By Jessica Blake
Black and Hispanic student loan borrowers experience disproportionate repayment challenges compared to their white peers, a new report from the Pew Charitable Trusts shows.
Looking at a representative survey of borrowers who took out undergraduate loans between 1998 and 2018, researchers found that half of Black borrowers and 40 percent of Hispanic borrowers reached default, compared to 29 percent of white borrowers.
The survey findings, combined with an academic literature review, show that the disparity is likely linked to the fact that Black and brown students face more barriers to completing a degree and have a higher likelihood of facing financial difficulties. Obstacles can include lower household income, unstable employment, first-generation status and competing family or work obligations.
Combined, these challenges put students of color at a high risk of falling behind on their payments and ending up in default, which occurs after 270 days of nonpayment and can trigger severe consequences like seizure of tax refunds, wage garnishments, high fees and a decline in creditworthiness.

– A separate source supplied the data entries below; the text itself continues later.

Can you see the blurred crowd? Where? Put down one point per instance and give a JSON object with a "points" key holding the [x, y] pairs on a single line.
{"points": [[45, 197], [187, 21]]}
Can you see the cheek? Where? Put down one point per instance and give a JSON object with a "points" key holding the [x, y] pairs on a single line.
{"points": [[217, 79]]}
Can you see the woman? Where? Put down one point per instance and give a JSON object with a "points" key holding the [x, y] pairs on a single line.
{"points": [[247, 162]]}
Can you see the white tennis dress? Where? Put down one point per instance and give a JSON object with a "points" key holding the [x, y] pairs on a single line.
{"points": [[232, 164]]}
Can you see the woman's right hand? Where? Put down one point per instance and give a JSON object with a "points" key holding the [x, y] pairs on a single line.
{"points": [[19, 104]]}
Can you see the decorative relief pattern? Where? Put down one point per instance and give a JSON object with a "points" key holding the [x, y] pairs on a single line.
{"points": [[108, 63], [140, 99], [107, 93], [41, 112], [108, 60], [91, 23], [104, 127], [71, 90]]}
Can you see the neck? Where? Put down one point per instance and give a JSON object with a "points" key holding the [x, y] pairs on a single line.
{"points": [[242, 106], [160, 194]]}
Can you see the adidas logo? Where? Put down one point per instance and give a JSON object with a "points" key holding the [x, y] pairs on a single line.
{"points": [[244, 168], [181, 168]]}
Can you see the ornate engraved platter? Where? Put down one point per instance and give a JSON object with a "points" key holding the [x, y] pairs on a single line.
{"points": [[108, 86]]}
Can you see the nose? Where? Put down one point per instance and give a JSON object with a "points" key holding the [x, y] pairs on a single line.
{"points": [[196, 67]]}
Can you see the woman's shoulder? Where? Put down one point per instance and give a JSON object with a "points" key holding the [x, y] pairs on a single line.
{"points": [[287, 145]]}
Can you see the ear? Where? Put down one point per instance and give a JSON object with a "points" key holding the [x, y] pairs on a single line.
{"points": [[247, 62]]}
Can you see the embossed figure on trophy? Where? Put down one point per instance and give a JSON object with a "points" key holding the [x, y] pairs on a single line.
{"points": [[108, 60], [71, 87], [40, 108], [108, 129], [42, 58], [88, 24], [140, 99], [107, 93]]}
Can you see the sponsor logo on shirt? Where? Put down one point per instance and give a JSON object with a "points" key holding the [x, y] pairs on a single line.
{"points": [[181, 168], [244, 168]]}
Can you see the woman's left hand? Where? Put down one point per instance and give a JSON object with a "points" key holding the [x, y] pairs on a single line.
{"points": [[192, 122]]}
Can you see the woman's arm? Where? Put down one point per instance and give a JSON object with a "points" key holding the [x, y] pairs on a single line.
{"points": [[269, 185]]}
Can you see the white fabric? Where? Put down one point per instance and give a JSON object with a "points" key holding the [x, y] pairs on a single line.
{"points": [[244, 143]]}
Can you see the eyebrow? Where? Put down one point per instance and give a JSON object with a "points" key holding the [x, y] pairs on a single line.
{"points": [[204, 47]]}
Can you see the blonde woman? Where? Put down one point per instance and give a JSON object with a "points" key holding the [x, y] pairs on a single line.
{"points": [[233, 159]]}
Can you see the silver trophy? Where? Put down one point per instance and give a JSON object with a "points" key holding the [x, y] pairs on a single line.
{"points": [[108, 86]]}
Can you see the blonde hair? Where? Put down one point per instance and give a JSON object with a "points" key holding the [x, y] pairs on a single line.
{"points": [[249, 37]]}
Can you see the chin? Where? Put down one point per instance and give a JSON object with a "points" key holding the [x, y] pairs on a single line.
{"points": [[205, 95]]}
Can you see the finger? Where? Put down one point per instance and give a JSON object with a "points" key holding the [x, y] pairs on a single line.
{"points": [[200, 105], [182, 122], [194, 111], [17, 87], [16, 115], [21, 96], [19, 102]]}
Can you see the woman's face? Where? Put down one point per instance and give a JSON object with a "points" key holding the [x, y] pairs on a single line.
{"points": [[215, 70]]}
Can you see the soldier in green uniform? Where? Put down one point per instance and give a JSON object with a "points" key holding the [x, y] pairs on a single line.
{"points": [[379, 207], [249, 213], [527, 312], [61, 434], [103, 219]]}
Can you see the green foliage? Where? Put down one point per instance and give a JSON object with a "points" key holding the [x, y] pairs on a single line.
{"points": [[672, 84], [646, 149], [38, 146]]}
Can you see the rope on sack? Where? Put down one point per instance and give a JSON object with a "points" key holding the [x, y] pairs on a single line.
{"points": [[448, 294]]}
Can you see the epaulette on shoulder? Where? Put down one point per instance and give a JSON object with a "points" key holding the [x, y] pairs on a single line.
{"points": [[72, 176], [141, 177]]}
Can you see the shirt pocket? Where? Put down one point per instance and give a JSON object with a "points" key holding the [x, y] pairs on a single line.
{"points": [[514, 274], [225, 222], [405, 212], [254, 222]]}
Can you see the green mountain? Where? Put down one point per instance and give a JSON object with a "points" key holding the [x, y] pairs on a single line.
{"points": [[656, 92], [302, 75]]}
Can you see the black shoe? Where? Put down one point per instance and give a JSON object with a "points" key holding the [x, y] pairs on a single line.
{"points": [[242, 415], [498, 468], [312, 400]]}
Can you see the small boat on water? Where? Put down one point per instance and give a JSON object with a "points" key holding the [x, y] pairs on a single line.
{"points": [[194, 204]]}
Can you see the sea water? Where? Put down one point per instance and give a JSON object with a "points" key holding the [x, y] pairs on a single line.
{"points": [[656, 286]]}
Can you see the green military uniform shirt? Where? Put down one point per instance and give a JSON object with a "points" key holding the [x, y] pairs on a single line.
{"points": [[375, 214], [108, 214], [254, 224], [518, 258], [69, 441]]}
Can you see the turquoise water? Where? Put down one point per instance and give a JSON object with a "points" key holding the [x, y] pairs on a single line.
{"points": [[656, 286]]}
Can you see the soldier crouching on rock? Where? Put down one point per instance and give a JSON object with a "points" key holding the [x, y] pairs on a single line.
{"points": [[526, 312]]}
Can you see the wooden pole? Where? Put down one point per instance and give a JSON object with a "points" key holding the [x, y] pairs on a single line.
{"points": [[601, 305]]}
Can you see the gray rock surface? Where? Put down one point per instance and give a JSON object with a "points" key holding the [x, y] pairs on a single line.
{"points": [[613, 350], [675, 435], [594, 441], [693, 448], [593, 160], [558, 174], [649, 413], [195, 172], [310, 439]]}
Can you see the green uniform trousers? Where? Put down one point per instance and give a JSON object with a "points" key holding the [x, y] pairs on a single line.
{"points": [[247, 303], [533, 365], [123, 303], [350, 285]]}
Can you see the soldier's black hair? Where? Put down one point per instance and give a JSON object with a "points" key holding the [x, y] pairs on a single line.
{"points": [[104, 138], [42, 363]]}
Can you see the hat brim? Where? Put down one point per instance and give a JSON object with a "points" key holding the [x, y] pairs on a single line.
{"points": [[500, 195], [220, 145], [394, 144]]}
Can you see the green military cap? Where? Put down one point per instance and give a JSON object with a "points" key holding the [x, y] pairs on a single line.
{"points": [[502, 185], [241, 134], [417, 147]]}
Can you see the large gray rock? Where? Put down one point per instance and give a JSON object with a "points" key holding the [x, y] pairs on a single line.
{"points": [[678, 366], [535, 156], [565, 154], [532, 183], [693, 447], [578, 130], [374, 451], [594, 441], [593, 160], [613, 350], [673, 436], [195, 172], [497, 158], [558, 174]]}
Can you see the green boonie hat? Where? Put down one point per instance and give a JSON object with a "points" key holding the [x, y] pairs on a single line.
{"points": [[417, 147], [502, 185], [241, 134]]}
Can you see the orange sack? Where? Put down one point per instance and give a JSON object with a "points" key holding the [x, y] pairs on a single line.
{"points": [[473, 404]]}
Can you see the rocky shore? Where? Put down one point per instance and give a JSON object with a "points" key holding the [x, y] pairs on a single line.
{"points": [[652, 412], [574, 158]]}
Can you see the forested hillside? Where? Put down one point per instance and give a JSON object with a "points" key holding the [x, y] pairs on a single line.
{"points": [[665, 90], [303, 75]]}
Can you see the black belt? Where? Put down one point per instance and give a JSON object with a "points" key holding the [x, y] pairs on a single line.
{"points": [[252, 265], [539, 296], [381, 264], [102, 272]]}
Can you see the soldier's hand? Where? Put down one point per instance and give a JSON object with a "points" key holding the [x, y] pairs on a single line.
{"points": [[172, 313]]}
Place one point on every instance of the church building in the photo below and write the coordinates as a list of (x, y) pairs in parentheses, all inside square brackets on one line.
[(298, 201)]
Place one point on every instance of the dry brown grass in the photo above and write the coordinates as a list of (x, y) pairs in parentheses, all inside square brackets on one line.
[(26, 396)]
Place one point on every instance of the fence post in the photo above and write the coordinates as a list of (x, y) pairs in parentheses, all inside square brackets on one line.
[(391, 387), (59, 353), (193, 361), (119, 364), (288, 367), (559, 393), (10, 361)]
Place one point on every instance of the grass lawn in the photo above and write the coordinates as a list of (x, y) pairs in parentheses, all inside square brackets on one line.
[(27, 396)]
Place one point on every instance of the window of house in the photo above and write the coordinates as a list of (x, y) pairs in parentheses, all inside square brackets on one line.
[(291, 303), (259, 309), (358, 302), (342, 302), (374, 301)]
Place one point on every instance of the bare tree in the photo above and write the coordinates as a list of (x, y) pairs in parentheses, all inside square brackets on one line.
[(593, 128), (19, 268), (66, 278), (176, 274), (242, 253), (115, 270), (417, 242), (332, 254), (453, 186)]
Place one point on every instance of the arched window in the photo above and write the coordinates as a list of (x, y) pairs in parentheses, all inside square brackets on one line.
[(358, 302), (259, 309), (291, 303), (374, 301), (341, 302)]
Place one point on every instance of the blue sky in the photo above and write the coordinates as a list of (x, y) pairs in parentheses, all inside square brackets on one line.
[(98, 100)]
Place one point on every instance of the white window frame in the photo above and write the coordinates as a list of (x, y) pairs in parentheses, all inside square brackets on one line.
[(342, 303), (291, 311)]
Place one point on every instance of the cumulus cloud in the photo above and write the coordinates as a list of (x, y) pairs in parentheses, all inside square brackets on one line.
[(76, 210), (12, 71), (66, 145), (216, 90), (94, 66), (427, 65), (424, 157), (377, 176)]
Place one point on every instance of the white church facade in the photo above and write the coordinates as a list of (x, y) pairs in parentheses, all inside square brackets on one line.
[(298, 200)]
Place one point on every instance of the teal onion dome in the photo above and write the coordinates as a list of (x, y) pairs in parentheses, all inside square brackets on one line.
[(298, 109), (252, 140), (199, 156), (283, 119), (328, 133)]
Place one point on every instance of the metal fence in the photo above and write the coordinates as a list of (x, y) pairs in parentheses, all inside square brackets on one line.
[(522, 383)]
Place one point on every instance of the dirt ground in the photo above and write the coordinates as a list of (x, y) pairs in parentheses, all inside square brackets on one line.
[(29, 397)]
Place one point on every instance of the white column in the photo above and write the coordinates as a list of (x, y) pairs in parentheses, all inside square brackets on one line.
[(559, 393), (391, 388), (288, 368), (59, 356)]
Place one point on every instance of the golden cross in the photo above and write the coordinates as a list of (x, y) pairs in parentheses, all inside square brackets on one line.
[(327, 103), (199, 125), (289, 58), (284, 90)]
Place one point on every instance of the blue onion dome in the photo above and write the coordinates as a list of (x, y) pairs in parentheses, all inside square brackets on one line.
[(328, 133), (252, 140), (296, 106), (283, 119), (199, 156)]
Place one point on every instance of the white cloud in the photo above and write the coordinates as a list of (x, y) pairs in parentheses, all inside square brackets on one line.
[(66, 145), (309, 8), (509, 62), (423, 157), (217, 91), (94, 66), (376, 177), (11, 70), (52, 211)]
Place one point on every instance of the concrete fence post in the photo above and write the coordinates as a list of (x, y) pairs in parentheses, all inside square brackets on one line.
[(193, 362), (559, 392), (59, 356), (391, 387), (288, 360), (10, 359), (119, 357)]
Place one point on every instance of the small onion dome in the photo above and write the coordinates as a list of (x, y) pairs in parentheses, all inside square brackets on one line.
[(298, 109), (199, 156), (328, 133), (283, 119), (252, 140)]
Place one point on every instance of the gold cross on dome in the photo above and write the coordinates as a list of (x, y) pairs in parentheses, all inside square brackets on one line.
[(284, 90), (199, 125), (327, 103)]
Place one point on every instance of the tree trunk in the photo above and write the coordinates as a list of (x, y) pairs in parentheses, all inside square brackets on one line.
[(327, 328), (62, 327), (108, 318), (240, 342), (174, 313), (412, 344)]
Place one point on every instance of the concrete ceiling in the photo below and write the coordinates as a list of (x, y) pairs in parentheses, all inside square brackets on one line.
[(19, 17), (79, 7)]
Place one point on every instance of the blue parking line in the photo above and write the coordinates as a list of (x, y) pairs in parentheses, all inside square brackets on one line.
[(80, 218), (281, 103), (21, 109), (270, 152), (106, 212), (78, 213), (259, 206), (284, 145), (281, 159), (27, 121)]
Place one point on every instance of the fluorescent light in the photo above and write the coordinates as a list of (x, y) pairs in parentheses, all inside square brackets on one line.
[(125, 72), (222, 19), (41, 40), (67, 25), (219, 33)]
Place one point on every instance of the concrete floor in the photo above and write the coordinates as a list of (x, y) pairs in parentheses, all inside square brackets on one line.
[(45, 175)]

The research group also found that current repayment options designed to help borrowers struggling with loan repayment may be underused. For example income-driven repayment plans, which set the amount a borrower must pay based on their income and family size, are used by just 32 percent of Hispanic borrowers and 45 percent of Black borrowers.
“With millions of borrowers having recently reentered the collections system for the first time in several years, and new defaults set to begin occurring as early as summer 2025, it is important for policymakers to immediately attend to this issue,” the report’s authors write.
They recommend that policymakers restructure and expand borrower pathways out of default, eliminate collection requirements that make it harder for borrowers to repay their loans and better match borrowers with the right repayment options.
“These measures won’t fully address the severe repayment barriers that many Black and Hispanic or Latino borrowers face,” the authors write. “But, over time, they could make the repayment system fairer, easier for all borrowers to navigate, and less harmful to those who face steep repayment barriers.”